En otra ocasión viajaba a Burgos con una carga de patatas y varios viajeros. Bajando, ya a San Felices, no pudo meter una marcha más corta. El camión fue cogiendo demasiada velocidad. Sorteó como pudo la cerrada curva del Muro. El camión era ya incontrolable y finalmente volcó a pocos metros del río Rudrón. Murió un vecino de Sargetes.
El estraperlo de trigo tuvo su importancia en Valdeajos por lindar con la provincia de Santander que tenía escasez.
Los estraperlistas se abastecían en el mercado de Villadiego. El camino más seguro y menos vigilado pasaba por Valdeajos. Eran frecuentes las recuas de burros cargados con sacos de trigo que pasaban por Valdeajos y hacían una pequeña parada. En una ocasión la guardia civil logró coger una partida de estraperlo en Valdeajos. Se decomisó el trigo y se subastaron las talegas en la Casaconcejo.
Otros estraperlistas del Valle Redible compraban trigo en Valdeajos para revenderlo en el mercado negro de la provincia de Santander. Para sortear la vigilancia, el vendedor cargaba su carro tratando de no hacer ruido y lo transportaba hasta la raya de Santander.
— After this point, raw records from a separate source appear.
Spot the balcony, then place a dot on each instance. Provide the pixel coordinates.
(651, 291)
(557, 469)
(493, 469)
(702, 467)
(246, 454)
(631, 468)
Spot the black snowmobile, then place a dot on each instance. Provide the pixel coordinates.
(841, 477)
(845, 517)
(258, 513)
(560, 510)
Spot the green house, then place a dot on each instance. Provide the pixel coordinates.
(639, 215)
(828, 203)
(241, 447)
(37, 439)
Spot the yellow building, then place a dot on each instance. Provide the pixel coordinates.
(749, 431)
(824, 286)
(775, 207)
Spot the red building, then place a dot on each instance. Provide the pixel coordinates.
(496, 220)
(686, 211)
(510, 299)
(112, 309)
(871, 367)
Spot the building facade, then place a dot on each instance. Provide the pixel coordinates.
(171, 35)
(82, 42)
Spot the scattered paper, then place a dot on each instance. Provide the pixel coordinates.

Terminó la guerra. El ejército marchó, pero no hicieron una limpieza del material peligroso. Era frecuente encontrar bombas, granadas y balas sin explotar.
Para los chavales era una atracción irresistible y un peligro. Un día encontraron en Hoyolavaca tres bombas alemanas, rojas y con unas aletas. Allí mismo lanzaron una a los lejos. Al caer, pegó contra el saliente de una trinchera y explosionó con un gran estruendo.
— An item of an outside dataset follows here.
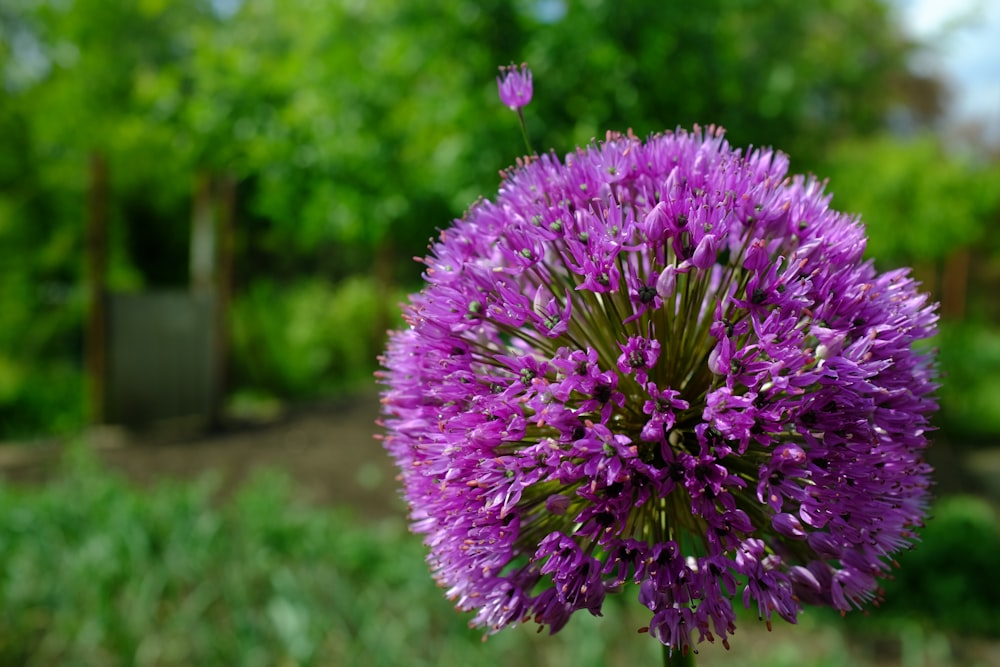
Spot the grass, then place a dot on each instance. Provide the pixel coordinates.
(96, 572)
Caminaron hacia el pueblo con las otras dos. Antes de entrar al pueblo, junto a la pozona, un chaval tiró la segunda contra una pared y nuevamente explotó la bomba. Otro chaval tiró la tercera, pero fue a caer a un arroyo y la bomba no explotó.
Animado por su éxito el primer chaval, cogió la bomba y la tiró contra la pared de la era de Teodoro. La bomba explotó y cogió de lleno a quien la tiró. Allí mismo quedó muerto. Llegó la gente. Llegó su madre, dolorida y llorosa se lo quería llevar a casa. Toda una tragedia.
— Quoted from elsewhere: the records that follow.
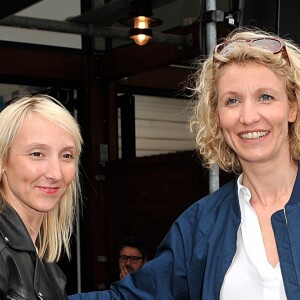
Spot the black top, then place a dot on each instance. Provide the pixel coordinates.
(22, 274)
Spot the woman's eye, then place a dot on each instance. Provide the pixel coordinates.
(266, 98)
(231, 102)
(36, 154)
(68, 156)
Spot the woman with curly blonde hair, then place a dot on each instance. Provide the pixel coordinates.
(242, 241)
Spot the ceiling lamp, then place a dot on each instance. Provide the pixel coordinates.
(141, 21)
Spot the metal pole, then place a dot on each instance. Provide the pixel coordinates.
(211, 40)
(77, 229)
La tragedia se olvidó. La atracción de la aventura era mayor. Los chavales ya se creían expertos y se vanagloriaban de ello. La tentación de hacerse el valiente era muy fuerte. Explotaban granadas y balas. En alguna ocasión hicieron una hoguera, echaron allí las bombas. Hubo suerte. Las bombas no explotaron al momento. Los chavales se aburrieron y cuando estaban jugando, ya lejos, hubo una gran explosión.
En los años posteriores el cobre se cotizaba bien y de vez en cuando los chavales iban a buscan balas, excavando cerca de las trincheras. Se vendían cuando llegaba el chatarrero y conseguían unas pesetas para sus gastos.